Neu im Kino: «Dirty Dancing 2»: Leidenschaftliche Tänze in Havanna
Aktualisiert

Neu im Kino: «Dirty Dancing 2»Leidenschaftliche Tänze in Havanna

Ab heute auf der Leinwand: «Dirty Dancing 2», die Fortsetzung des 80er-Kulttanzfilms.

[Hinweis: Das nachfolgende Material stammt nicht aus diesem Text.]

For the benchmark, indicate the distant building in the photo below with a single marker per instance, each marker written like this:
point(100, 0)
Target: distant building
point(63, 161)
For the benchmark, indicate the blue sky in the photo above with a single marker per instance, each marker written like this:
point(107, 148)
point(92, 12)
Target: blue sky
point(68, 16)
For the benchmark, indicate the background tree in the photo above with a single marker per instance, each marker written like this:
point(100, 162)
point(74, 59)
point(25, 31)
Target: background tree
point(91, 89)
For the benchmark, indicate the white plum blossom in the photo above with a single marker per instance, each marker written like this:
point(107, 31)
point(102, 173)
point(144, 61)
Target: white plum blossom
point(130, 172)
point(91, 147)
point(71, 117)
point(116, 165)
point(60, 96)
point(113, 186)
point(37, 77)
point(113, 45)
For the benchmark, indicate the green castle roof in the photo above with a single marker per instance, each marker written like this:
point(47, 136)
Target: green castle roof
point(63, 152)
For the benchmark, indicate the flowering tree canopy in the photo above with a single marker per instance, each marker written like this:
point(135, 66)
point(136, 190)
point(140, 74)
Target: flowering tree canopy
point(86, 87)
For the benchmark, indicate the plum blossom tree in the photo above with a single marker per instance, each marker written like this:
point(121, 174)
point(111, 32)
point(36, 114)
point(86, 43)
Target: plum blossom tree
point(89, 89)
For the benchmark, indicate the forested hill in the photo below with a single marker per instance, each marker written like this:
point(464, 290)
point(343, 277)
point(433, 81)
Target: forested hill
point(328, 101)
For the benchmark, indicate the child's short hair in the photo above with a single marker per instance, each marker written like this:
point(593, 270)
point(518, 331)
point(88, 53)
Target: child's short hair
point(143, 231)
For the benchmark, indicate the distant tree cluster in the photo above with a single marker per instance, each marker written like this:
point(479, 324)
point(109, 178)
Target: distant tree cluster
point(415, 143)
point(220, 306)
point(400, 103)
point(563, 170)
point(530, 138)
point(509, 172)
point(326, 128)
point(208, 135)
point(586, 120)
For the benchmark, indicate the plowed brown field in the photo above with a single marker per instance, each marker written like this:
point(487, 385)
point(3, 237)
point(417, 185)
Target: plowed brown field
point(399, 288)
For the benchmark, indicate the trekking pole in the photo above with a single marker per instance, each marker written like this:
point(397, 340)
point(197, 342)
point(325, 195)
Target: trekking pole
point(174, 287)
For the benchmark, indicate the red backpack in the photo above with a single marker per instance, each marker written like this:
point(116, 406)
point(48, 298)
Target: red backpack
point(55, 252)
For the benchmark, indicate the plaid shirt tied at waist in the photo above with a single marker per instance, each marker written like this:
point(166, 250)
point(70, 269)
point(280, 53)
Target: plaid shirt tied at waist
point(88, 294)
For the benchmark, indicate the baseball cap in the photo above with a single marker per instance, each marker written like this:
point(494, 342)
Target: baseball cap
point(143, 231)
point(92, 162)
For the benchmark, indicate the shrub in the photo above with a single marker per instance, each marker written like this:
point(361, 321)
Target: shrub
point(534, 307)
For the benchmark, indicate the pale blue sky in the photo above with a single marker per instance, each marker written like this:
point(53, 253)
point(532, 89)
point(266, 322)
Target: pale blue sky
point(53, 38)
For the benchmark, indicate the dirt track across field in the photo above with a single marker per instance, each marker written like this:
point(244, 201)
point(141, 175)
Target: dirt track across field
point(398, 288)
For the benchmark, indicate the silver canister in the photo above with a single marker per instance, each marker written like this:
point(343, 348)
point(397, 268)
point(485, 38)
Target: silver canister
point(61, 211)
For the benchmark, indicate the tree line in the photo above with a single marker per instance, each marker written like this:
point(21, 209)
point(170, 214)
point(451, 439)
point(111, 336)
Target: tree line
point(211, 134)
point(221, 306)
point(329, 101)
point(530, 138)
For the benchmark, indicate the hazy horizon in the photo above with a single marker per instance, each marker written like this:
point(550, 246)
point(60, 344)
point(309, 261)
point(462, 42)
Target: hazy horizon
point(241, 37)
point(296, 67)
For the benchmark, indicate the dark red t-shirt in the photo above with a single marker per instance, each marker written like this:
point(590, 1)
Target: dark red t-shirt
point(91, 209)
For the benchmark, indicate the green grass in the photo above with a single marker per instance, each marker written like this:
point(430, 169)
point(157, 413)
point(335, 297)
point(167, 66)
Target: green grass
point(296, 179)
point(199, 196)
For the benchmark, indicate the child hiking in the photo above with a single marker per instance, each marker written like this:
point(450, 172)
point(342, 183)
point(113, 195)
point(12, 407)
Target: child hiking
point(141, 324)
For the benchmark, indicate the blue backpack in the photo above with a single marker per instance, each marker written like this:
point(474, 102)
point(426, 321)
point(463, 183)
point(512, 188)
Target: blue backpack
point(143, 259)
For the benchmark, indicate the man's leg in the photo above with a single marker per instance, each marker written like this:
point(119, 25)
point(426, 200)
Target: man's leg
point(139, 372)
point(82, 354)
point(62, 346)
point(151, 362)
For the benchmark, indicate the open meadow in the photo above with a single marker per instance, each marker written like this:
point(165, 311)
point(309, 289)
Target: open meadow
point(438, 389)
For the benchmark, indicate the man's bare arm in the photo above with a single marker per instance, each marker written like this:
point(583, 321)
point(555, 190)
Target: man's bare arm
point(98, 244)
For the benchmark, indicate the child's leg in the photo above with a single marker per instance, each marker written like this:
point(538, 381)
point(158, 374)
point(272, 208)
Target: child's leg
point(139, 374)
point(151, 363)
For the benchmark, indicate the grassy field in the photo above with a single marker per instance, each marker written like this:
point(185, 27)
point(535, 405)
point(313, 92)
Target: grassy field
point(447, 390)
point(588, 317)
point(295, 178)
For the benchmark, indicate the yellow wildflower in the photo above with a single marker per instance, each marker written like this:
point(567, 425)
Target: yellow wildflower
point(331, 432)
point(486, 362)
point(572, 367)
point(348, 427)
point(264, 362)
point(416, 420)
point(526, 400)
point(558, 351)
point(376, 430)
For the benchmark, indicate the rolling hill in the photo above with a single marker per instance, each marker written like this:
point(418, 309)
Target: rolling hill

Vor 17 Jahren tanzten Jennifer Grey und Patrick Swayze den letzten Tanz der Saison. Jetzt ist das Sequel zu «Dirty Dancing» endlich da – ohne Grey, mit ein bisschen Swayze. Die Story spielt nicht mehr im prüden Amerika der Sechziger Jahre, sondern im revolutionären Kuba der Fünfziger Jahre: Katey Miller (Romola Garai) ist 18 Jahre alt, als sie mit ihrer Familie aus den USA nach Kuba zieht. Ihre Eltern achten sehr darauf, dass sie sich in «ihren Kreisen» bewegt, doch Katey verknallt sich in den jungen Kubaner Javier (Diego Luna), einen begnadeten Tänzer.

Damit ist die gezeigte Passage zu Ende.